Pas si tôt, je ne voulais pas y croire. Alors je retournais sans cesse dans les buissons, qui était pour moi comme sa tombe. Une tombe où il n'y avait pas son corps, mais une présence que je ne pouvais que ressentir. Trop de souvenirs débordaient de ces feuillages, aussi heureux que malheureux, mais il y avait de lui partout. Je savais qu'il avait marché là où je marchais, qu'il s'était assis là où je m'asseyais, qu'il avait respiré le même air de pin que je respirait désormais seule. Je n'avais jamais autant ressenti le manque, et cet endroit ne m'aidait en aucun cas. Certes, je m'y étais attaché, mais il était évident que je devais prendre une pause. Loin des buissons, loin de la place de l'église et loin du village de notre enfance. Je devais prendre du recul, mais cette décision était pour mon cœur telle une rupture. Je ne voulais pas tourner la page, je ne voulais pas l'oublier, je ne voulais pas perdre de vue son regard, perdre de vue mon repère. Parce que mon repère c'était lui, lui dans ces quatres murs de branches et de feuillages, mais ces feuilles sans lui ce n'était plus rien. C'était le vide. Ça en devenait fade.

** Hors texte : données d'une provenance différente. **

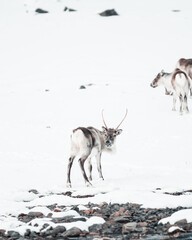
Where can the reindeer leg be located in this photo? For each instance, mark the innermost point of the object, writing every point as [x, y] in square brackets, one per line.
[174, 102]
[190, 92]
[185, 104]
[90, 168]
[81, 163]
[69, 171]
[98, 157]
[181, 104]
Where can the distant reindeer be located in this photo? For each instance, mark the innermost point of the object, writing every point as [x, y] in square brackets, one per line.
[177, 83]
[89, 142]
[186, 66]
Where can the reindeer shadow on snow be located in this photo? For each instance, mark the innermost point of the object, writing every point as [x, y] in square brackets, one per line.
[90, 142]
[177, 84]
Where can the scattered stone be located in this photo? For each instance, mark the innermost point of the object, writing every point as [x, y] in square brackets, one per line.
[39, 10]
[122, 221]
[108, 13]
[72, 232]
[58, 230]
[129, 227]
[35, 214]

C'était devenu pire de demeurer dans le passé, parce que les buissons s'étaient imprégnés de mes pleurs. Et parce que finalement, je l'oubliais. Je l'oubliais au fur et à mesure que j'essayais de me rappeler. Son visage s'effaçait de ma mémoire. Son regard s'éteignait du mien. Et je le voyais disparaître, disparaître des buissons, de la place de l'église et du village de notre enfance.